何年か前に見た番組で「冬だけ出現するまち」が紹介されました。鹿追町の標高800mにある然別湖(しかりべつこ)に、「しかりべつ湖コタン」(コタンはアイヌ語で村)という名の、1月下旬から3月末まで60日間限定の「春の雪解けとともに湖に沈んでいくだけの村」という内容でした。建物全てが氷と雪だけでつくられたアイスバーや氷上露天風呂が出現します。機会があれば行ってみたいとは思っていましたが、私が住む札幌からはかなり遠く、しかも冬道で自然の多い場所は運転に勇気が必要です。
そんな時、札幌から車で1時間程にある当別町のアイスヒルズホテルが、知り合いのデザイナーが関係していることを知り、2月末までの開催ということで期限間近の2月27日見学会を行いました。このイベントは今年3回目とのことです。日中とライトアップされた場面を見るため、午後札幌を出発し、夕刻には会場であるスウェーデンヒルズのゴルフ倶楽部に到着しました。スウェーデンヒルズは、石狩郡当別町西武の小高い丘にある北欧型建築の家が建ち並ぶ住宅街です。
まずは日中の様子を見ました。
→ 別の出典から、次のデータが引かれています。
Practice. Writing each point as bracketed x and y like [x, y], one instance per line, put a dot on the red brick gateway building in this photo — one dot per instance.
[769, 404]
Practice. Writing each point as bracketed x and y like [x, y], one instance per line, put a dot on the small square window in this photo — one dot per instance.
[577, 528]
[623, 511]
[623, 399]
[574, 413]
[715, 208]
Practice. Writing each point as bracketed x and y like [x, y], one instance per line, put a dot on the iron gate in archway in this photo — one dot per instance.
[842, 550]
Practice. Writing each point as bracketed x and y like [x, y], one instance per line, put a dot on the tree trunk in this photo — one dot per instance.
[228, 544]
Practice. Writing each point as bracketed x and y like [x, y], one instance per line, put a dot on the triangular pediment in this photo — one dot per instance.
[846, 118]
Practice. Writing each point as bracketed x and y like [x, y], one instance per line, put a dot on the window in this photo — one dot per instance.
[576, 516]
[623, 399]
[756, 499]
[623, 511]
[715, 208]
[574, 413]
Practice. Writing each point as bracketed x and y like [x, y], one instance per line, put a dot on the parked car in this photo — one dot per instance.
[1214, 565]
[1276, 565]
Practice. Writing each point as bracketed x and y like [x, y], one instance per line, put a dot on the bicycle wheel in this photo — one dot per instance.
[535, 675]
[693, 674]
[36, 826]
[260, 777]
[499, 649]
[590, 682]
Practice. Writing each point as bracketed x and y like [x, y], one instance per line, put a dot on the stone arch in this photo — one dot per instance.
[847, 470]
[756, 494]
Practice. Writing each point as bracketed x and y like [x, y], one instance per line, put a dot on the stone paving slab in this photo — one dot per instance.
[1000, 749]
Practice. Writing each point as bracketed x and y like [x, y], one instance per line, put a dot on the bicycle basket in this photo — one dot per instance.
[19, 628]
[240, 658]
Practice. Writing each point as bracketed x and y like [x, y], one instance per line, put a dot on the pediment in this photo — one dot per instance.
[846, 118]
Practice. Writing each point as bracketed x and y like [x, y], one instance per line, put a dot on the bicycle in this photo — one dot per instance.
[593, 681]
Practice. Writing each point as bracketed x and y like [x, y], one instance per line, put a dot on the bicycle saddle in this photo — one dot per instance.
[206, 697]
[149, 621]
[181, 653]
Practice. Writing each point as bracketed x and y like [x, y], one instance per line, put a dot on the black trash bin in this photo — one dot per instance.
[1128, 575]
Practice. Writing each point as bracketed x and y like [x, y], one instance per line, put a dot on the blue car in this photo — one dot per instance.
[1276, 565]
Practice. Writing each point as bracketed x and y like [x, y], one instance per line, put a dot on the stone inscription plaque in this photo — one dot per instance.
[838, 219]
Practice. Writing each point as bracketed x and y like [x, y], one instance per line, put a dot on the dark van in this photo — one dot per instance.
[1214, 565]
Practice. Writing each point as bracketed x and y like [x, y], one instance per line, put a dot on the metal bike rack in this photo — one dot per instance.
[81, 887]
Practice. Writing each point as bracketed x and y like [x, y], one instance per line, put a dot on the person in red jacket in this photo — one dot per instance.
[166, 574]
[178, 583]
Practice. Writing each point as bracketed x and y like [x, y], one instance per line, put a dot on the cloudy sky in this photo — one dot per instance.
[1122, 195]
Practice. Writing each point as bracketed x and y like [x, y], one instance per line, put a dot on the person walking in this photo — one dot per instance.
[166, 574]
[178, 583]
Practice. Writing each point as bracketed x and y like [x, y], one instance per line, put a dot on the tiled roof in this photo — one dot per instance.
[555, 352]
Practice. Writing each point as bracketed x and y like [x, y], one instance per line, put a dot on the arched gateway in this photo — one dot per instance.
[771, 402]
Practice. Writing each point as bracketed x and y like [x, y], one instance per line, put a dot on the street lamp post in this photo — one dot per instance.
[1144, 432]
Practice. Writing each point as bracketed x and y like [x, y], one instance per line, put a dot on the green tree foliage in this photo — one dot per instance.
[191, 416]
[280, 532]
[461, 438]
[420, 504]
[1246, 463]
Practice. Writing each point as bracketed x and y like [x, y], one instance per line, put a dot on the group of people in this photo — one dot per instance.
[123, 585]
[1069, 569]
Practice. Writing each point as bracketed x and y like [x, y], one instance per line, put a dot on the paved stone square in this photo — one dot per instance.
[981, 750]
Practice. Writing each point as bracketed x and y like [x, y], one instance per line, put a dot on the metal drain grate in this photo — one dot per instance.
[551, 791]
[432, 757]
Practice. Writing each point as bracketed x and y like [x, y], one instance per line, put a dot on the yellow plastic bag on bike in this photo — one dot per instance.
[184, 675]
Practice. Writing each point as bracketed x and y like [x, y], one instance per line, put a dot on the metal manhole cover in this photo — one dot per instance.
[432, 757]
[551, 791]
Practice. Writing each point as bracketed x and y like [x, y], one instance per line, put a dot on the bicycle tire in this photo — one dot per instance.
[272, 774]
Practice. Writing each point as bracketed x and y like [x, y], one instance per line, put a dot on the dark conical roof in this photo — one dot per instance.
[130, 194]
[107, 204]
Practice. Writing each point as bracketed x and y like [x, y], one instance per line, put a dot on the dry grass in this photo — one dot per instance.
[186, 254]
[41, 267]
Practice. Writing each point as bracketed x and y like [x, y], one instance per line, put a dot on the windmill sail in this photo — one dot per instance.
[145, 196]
冬仕様の自転車に試乗し、全体を見たあと、暗くなるまで時間があったので、スウェーデンヒルズのまちなみを見て、モデルハウスへ行きました。モデルハウスの中は木のぬくもりと優しい暖かさがあり、とても快適でした。まちは、電線が地中下され、広い一戸建の外壁はベンガラ色、とんがり屋根に統一され、雪、空、木々と違和感なく整って見えます。スウェーデンのまちにとてもよく似ているそうです。ここは別荘ではなく住居で、札幌まで通勤、通学しているとのことです。
そろそろ陽も落ちてきたので、アイスヒルズホテルへ再び移動。アイスバーが1棟、滞在型ゲストルームが3棟あり、外壁部分がほんのりと灯り、幻想的な雰囲気は夜の闇と共に色濃くなっていきます。
宿泊者は就寝時、寝袋が与えられるようですが、部屋にはアメニティや温かい飲み物などの準備は無く、寝る以外の用事は徒歩3分程にあるクラブハウスを利用します。そこへの道中は照明がないのですが、月明かりや、札幌方面のまちあかりで不自由なほどは暗くはないそうです。
せっかくの大自然が相手の寒い夜だからこそ楽しめるアクティビティーや、ゲストルームでの過ごし方などにちょっとした工夫やしかけなどがあると、宿泊したい気持ちになるのではと思いました。